Por fim, temos o fator humano, peça basilar na transformação e sem a qual a mesma não fará qualquer sentido. A capacidade de adaptação humana às alterações do meio envolvente, ainda que seja apenas societal, não pode deixar de me maravilhar. Foi o facto de termos pessoas cada vez mais partidárias do digital e, ao mesmo tempo, mais capacitadas para o utilizar de formas quer tradicionais, quer inovadoras que permitiu que toda esta situação se pudesse desenvolver como sucedeu. O que, ao mesmo tempo, mostra que a tecnologia, mais que substituir o trabalho humano, funciona como um capacitador e uma prótese capaz de ampliar a capacidade humana, levando a níveis de eficiência e de trabalho impensáveis há apenas um par de anos atrás.

Mas temos de ponderar realisticamente como podemos substituir aspetos ligados ao escritório físico, como o facto deste se constituir como uma âncora social, como um facilitador na partilha do conhecimento e como um ponto central em processos de colaboração não estruturada. Todos estes aspetos são muito importantes e devem ser encontradas as formas de os mitigar, porque o ser humano, enquanto tal e pela sua natureza específica, é um animal social. Não podemos simplesmente ignorar todos os aspetos desta socialização, sem correr o risco de tudo o resto falhar.

Postas estas considerações, afigura-se-me evidente a necessidade imperativa de todos podermos realizar e partilhar uma reflexão sobre o que será realmente este novo mundo.

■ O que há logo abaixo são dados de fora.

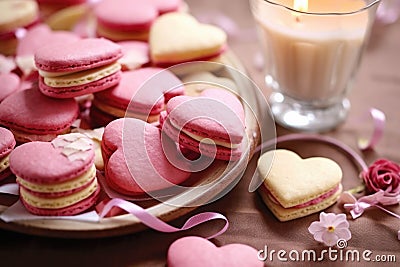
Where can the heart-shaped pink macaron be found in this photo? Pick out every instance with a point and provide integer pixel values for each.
(34, 39)
(7, 144)
(32, 116)
(135, 162)
(215, 120)
(140, 94)
(58, 177)
(196, 251)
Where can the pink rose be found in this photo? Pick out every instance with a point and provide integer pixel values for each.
(383, 175)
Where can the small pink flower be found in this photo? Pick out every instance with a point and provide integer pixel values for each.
(383, 175)
(330, 228)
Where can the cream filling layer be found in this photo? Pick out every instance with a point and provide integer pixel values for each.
(204, 140)
(82, 77)
(60, 187)
(121, 113)
(4, 163)
(60, 202)
(24, 137)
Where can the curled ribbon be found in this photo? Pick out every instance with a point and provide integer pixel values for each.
(358, 206)
(155, 223)
(379, 119)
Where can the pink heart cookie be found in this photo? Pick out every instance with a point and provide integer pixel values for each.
(197, 123)
(7, 144)
(125, 19)
(196, 251)
(140, 94)
(9, 83)
(56, 178)
(78, 68)
(135, 162)
(35, 38)
(32, 116)
(136, 54)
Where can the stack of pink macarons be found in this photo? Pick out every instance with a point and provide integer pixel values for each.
(121, 76)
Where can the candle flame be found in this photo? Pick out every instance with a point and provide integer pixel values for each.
(301, 5)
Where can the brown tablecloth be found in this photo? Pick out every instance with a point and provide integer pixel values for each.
(377, 85)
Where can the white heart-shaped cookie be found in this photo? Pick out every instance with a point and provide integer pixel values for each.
(178, 37)
(292, 180)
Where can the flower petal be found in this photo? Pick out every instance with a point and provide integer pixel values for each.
(327, 219)
(343, 233)
(329, 238)
(316, 227)
(318, 236)
(339, 218)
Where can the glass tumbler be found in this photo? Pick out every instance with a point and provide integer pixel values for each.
(312, 51)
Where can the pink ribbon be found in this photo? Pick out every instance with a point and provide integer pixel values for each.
(379, 119)
(358, 206)
(155, 223)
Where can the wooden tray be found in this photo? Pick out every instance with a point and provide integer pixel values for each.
(228, 177)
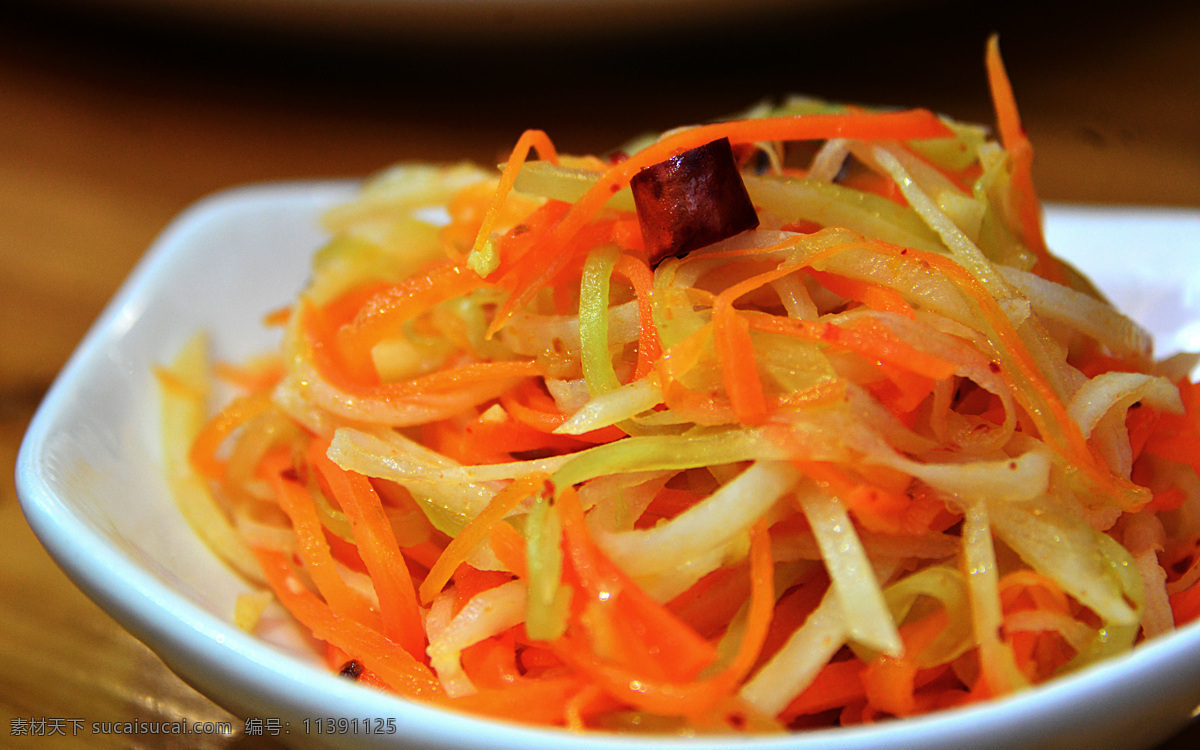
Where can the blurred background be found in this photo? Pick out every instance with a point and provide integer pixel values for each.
(118, 114)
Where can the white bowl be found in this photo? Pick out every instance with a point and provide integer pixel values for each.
(89, 480)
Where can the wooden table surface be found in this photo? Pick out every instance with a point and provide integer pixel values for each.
(111, 125)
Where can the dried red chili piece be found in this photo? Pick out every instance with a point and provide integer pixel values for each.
(690, 201)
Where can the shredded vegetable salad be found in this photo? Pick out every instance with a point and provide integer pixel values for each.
(781, 421)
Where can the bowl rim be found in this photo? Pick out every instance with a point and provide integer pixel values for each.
(174, 625)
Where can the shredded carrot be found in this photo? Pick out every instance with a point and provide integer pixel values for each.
(475, 532)
(785, 360)
(377, 544)
(1012, 135)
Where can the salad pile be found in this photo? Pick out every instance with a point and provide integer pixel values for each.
(774, 423)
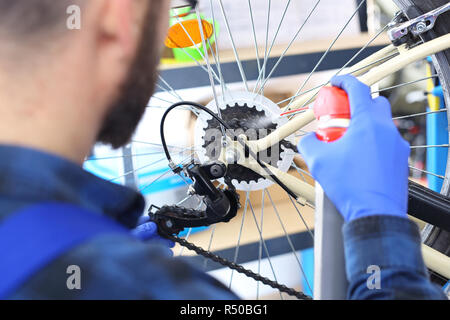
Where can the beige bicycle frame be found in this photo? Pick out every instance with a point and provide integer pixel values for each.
(370, 71)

Certezas, tenho duas: nada na nossa sociedade atual voltará a ser como era em início de 2019, já agora em concordância absoluta com o Secretário de Estado para a Transição Digital; o nível tecnológico alcançado permitiu que ultrapassássemos a situação provocada pela pandemia, com o génio humano a retirar da adversidade o maior proveito possível, no mais curto espaço de tempo.

Por fim, para quem ainda tem dúvidas, proponho uma reflexão simples: tente recuar 30 anos e colocar-se no início dos anos 90 do século passado. Agora, imagine toda a situação de pandemia que vivenciamos e responda, de forma sincera: teriam sido as organizações capazes de resistir da mesma forma?